Among direct methods, we rely on the multifrontal method , , . This method usually exhibits a good data locality and hence is efficient in cache-based systems. The task graph associated with the multifrontal method is in the form of a tree whose characteristics should be exploited in a parallel implementation.

Our work is organized along two main research directions. In the first one we aim at efficiently addressing new architectures that include massive, hierarchical parallelism. In the second one, we aim at reducing the running time complexity and the memory requirements of direct solvers, while controlling accuracy.

Combinatorial scientific computing (CSC) is a recently coined term (circa 2002) for interdisciplinary research at the intersection of discrete mathematics, computer science, and scientific computing. In particular, it refers to the development, application, and analysis of combinatorial algorithms to enable scientific computing applications. CSC's deepest roots are in the realm of direct methods for solving sparse linear systems of equations where graph theoretical models have been central to the exploitation of sparsity, since the 1960s. The general approach is to identify performance issues in a scientific computing problem, such as memory use, parallel speed up, and/or the rate of convergence of a method, and to develop combinatorial algorithms and models to tackle those issues.

Our target scientific computing applications are (i) the preprocessing phases of direct methods (in particular MUMPS), iterative methods, and hybrid methods for solving linear systems of equations; and (ii) the mapping of tasks (mostly the sub-tasks of the mentioned solvers) onto modern computing platforms. We focus on the development and use of graph and hypergraph models, and related tools such as hypergraph partitioning algorithms, to solve problems of load balancing and task mapping. We also focus on bipartite graph matching and vertex ordering methods for reducing the memory overhead and computational requirements of solvers. Although we direct our attention on these models and algorithms through the lens of linear system solvers, our solutions are general enough to be applied to some other resource optimization problems.

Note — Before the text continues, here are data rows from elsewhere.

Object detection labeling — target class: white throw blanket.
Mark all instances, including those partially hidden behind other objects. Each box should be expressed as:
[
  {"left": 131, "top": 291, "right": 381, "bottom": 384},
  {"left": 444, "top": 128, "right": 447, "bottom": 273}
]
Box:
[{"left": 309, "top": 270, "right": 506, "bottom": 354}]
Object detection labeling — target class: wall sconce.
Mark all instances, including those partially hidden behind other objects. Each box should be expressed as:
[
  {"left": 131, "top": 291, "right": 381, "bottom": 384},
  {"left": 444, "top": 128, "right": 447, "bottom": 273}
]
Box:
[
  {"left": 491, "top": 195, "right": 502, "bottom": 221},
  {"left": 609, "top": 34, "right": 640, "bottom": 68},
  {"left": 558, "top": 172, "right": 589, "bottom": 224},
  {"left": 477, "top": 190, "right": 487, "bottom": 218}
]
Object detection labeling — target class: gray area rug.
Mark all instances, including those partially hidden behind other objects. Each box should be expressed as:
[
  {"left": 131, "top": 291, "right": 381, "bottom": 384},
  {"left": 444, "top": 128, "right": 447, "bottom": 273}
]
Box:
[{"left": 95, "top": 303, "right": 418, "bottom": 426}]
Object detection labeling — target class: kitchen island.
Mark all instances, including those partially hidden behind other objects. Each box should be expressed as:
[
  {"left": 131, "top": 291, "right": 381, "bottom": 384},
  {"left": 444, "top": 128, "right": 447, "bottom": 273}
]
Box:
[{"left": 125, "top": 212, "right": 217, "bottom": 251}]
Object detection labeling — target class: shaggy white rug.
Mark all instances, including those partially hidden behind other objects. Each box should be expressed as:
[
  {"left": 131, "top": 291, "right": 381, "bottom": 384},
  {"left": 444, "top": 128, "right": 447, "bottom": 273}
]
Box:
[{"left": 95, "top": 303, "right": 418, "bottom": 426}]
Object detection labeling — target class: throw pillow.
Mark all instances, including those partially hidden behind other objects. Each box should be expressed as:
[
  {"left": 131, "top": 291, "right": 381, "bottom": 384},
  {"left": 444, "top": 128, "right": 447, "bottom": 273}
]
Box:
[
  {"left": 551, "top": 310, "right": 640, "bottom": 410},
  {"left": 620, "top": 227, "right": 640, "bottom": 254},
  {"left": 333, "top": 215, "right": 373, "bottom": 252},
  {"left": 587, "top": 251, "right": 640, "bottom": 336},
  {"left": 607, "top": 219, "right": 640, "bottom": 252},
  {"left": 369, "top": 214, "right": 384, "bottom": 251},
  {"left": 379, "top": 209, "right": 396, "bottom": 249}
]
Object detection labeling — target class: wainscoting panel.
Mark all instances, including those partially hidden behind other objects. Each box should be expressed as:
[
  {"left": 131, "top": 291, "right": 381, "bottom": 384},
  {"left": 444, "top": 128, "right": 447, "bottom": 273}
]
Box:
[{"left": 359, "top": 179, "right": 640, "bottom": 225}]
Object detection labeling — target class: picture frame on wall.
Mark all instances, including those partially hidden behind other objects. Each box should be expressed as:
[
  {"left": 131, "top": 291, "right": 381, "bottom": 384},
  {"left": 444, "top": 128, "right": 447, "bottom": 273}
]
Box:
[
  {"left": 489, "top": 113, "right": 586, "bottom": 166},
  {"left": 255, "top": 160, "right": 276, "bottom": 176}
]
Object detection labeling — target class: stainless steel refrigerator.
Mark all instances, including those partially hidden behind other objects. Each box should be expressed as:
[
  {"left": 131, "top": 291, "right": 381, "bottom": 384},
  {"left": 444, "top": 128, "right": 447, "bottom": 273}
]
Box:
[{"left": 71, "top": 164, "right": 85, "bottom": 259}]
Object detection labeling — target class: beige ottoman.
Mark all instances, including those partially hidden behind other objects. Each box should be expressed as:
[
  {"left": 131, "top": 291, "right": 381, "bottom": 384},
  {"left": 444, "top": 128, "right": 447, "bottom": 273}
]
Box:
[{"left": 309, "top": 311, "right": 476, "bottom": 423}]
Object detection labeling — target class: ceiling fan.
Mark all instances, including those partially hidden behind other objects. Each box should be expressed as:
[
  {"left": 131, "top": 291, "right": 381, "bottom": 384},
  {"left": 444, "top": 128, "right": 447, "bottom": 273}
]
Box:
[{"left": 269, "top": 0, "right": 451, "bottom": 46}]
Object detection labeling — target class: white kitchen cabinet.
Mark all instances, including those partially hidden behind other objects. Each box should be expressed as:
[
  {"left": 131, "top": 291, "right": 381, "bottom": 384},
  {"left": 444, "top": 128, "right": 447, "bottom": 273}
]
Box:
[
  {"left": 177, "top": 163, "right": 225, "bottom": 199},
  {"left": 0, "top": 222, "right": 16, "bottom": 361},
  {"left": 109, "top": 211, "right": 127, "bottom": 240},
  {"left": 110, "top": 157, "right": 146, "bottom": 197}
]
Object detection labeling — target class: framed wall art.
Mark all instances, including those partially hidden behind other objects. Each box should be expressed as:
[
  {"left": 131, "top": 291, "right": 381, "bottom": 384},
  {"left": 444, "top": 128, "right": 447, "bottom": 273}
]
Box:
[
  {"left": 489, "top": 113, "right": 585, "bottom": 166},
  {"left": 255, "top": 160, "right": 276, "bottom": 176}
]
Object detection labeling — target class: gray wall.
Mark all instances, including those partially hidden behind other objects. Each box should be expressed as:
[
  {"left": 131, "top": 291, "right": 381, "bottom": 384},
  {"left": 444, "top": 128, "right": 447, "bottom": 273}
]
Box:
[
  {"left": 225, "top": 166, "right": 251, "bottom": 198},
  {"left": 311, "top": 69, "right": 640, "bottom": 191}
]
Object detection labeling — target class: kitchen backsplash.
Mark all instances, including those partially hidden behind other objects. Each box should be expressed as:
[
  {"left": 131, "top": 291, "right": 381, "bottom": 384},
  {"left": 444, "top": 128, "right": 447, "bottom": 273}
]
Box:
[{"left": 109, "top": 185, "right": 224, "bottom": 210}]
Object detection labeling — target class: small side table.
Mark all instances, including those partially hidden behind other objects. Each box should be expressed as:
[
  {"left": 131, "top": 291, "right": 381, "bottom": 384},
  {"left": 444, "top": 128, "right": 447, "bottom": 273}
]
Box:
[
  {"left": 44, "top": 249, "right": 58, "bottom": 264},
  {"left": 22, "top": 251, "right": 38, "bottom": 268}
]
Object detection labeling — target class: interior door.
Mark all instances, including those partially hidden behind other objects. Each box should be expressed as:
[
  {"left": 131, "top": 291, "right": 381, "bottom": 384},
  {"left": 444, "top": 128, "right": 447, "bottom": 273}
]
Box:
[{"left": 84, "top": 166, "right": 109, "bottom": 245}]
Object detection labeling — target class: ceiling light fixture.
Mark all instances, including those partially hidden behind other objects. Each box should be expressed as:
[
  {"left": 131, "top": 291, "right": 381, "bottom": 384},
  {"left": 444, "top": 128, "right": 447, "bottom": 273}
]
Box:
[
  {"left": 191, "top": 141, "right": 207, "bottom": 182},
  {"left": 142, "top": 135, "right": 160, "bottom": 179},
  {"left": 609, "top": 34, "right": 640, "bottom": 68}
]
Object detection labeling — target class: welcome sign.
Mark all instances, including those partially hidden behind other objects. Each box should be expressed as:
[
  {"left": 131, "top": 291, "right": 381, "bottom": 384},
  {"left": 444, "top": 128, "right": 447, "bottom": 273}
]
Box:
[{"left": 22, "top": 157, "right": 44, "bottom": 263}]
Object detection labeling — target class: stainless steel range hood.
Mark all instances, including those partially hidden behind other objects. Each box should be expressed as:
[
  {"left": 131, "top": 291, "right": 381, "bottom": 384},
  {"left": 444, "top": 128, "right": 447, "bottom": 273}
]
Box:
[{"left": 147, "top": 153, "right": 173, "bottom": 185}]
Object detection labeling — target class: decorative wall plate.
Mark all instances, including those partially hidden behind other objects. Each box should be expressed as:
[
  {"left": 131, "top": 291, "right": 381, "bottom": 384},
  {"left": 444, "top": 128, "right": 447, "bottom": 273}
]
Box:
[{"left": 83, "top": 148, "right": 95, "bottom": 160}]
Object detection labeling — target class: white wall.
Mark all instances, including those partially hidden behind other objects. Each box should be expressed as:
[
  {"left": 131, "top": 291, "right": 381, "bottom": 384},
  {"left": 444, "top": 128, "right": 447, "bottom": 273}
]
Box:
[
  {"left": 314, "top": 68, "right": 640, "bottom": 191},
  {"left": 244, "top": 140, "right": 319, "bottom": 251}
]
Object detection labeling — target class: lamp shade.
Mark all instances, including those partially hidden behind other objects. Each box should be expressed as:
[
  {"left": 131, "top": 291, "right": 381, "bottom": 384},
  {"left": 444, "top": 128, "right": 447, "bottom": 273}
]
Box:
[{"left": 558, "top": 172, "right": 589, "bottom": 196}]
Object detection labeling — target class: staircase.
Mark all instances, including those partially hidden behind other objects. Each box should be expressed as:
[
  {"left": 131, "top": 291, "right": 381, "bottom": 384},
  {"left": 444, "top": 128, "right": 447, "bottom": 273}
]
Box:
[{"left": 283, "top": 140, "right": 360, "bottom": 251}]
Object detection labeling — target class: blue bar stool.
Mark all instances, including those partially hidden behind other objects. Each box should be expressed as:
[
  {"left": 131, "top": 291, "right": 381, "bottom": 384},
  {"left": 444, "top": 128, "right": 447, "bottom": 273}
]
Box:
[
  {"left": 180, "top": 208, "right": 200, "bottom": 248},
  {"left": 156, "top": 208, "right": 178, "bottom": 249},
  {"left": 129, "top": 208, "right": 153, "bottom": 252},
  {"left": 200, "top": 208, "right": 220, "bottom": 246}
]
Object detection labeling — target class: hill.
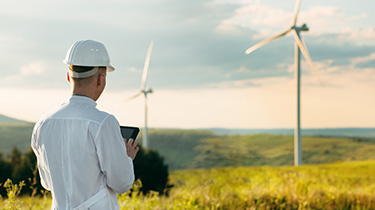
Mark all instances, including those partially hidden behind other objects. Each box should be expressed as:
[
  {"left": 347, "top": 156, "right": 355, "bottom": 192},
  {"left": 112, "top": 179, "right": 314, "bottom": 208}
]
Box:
[
  {"left": 210, "top": 128, "right": 375, "bottom": 139},
  {"left": 0, "top": 124, "right": 375, "bottom": 171},
  {"left": 145, "top": 130, "right": 375, "bottom": 170}
]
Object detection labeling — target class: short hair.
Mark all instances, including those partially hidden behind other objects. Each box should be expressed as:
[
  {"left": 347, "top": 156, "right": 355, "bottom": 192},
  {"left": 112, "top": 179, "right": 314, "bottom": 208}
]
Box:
[{"left": 69, "top": 65, "right": 107, "bottom": 86}]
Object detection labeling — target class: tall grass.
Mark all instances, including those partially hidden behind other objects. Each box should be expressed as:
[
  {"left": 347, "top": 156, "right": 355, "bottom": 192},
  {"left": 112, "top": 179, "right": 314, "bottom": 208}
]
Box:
[{"left": 0, "top": 161, "right": 375, "bottom": 210}]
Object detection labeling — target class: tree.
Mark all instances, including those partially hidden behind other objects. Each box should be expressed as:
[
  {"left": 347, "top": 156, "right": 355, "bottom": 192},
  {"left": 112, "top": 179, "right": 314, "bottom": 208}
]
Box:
[{"left": 134, "top": 148, "right": 170, "bottom": 194}]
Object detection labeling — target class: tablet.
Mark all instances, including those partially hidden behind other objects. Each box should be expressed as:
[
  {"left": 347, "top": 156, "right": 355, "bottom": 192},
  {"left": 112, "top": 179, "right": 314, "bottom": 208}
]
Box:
[{"left": 120, "top": 126, "right": 139, "bottom": 142}]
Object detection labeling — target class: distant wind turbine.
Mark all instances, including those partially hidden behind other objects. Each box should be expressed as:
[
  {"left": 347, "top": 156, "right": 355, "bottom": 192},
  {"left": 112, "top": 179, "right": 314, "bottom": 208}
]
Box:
[
  {"left": 128, "top": 41, "right": 154, "bottom": 149},
  {"left": 246, "top": 0, "right": 322, "bottom": 166}
]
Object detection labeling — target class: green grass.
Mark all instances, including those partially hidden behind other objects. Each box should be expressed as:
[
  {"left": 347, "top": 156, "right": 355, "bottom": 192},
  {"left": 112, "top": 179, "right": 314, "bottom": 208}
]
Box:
[
  {"left": 0, "top": 161, "right": 375, "bottom": 210},
  {"left": 0, "top": 123, "right": 34, "bottom": 154},
  {"left": 0, "top": 124, "right": 375, "bottom": 171}
]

The quest for efficient, yet portable, implementations of dense linear algebra kernels (QR, LU, Cholesky) has never stopped, fueled in part by each new technological evolution. First, the LAPACK library relied on BLAS level 3 kernels (Basic Linear Algebra Subroutines) that enable to fully harness the computing power of a single CPU. Then the ScaLAPACK library built upon LAPACK to provide a coarse-grain parallel version, where processors operate on large block-column panels. Inter-processor communications occur through highly tuned MPI send and receive primitives. The advent of multi-core processors has led to a major modification in these algorithms , , . Each processor runs several threads in parallel to keep all cores within that processor busy. Tiled versions of the algorithms have thus been designed: dividing large block-column panels into several tiles allows for a decrease in the granularity down to a level where many smaller-size tasks are spawned. In the current panel, the diagonal tile is used to eliminate all the lower tiles in the panel. Because the factorization of the whole panel is now broken into the elimination of several tiles, the update operations can also be partitioned at the tile level, which generates many tasks to feed all cores.

The number of cores per processor will keep increasing in the following years. It is projected that high-end processors will include at least a few hundreds of cores. This evolution will require to design new versions of libraries. Indeed, existing libraries rely on a static distribution of the work: before the beginning of the execution of a kernel, the location and time of the execution of all of its component is decided. In theory, static solutions enable to precisely optimize executions, by taking parameters like data locality into account. At run time, these solutions proceed at the pace of the slowest of the cores, and they thus require a perfect load-balancing. With a few hundreds, if not a thousand, cores per processor, some tiny differences between the computing times on the different cores (“jitter”) are unavoidable and irremediably condemn purely static solutions. Moreover, the increase in the number of cores per processor once again mandates to increase the number of tasks that can be executed in parallel.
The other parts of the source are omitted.